As Hartman investigates the suspect, he inadvertently runs into crime boss Tao and his henchmen in the elevator of an apartment building. Hartman manages to kill one of the criminals but while chasing after Tao he is foiled by Lincoln. Hartman then pursues Lincoln to the roof and Lincoln loses his grip on a rope and falls down. Tao escapes but his right-hand man is cornered by police, so he flees into a restaurant and takes hostages. Hartman, now in the police command van, coordinates his sniper team but only OJ has a good shot. Although Hartman's order is "shoot to kill", OJ instead wounds the criminal in the arm holding the gun. Although the hostage situation has been resolved without loss of innocent life, Hartman and OJ have a heated argument over the disobeyed order, with OJ arguing that this allowed for the mobster's capture so the case can be further investigated.

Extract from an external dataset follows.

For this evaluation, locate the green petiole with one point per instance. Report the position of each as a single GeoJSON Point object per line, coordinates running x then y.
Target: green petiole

Later it is revealed Lincoln has survived the fall with no major injuries and continues his plan of revenge and kidnaps Shane, who is Lincoln's last friend and supporter from the SDU. While Lincoln and Crystal make conversation, Shane regains consciousness and reminds him that Crystal is dead and it is revealed that Lincoln has been hallucinating all this time. In a fit of rage, Lincoln takes his rifle and fires at the ghosts of Hartman and the bank chairman's son, before realizing that he has inadvertently killed Shane. A flashback shows Crystal visiting Lincoln in prison, but he tells her to go away. Crystal then returns home and drops the wedding ring into the aquarium. Standing out on the balcony of her apartment looking at a photo of them in happier times, a wind blows away the photo, and as she lunges for it she tumbles over the railing and falls to her death (likely a suicide).

In the ending, Lincoln decides to lure Fong and the SDU sniper team into a trap at an auto scrap warehouse, leading to the ultimate showdown amongst three expert snipers. First Lincoln forces the crime boss Tao reenact the bank robbery hostage taking, and unlike four years ago, this time Lincoln successfully kills Tao and saves the hostage. In the final gun battle, most of Hartman's team is wounded or killed, but Hartman volunteers to sacrifice himself and draw Lincoln's fire, allowing OJ to kill Lincoln and become the best sniper in the SDU.

==Cast==
- Richie Jen as Hartman Fong
- Huang Xiaoming as Lincoln Ching
- Edison Chen as OJ
- Bowie Lam as Shane
- Jack Kao as Tao, a ruthless Triad leader and one of the antagonists of the film
- Liu Kai-chi as Big Head, Tao's right hand lieutenant
- Wilfred Lau as Iceman
- Mango Wong as Crystal
- Michelle Ye as Mon
- Charmaine Fong as Kit
- Patrick Tang as Police Chung (Cameo)

==Production==
Principal photography commenced in August 2007 with a budget at HK$30 million. The Sniper was originally set to be released in May 2008, but was delayed due to the Edison Chen photo scandal. Many of the scenes were edited to limit scenes of Edison Chen due to the scandal.

==Release==
The first local premiere showing was available at the Hong Kong International Film Festival on 24 March 2009, a year after the scandal. Edison Chen did not appear at the HK premiere due to the death threat letter, but was able to participate in the Singaporean promotions.

Prior to the promotion of the film in Singapore, fellow actor Richie Jen was asked by the media as to whether he believed that the rumor of Chen wanting to commit suicide was true. He said he did not believe it, and that if he was to do it, he would have done it earlier. Jen also said it did not fit Chen's personality to kill himself, and that him getting shot is more believable. Regarding the death threat, Jen said this is the second time he has been to a film promotion where reality closely resembles a film. While he was at a Taiwanese promotion for the film Breaking News, a real cops-and-robber shootout had occurred and was broadcast live. Anthony Wong also responded to the media, saying that it was pointless for Chen to wear a bulletproof vest during the promotions as they can just aim for the head.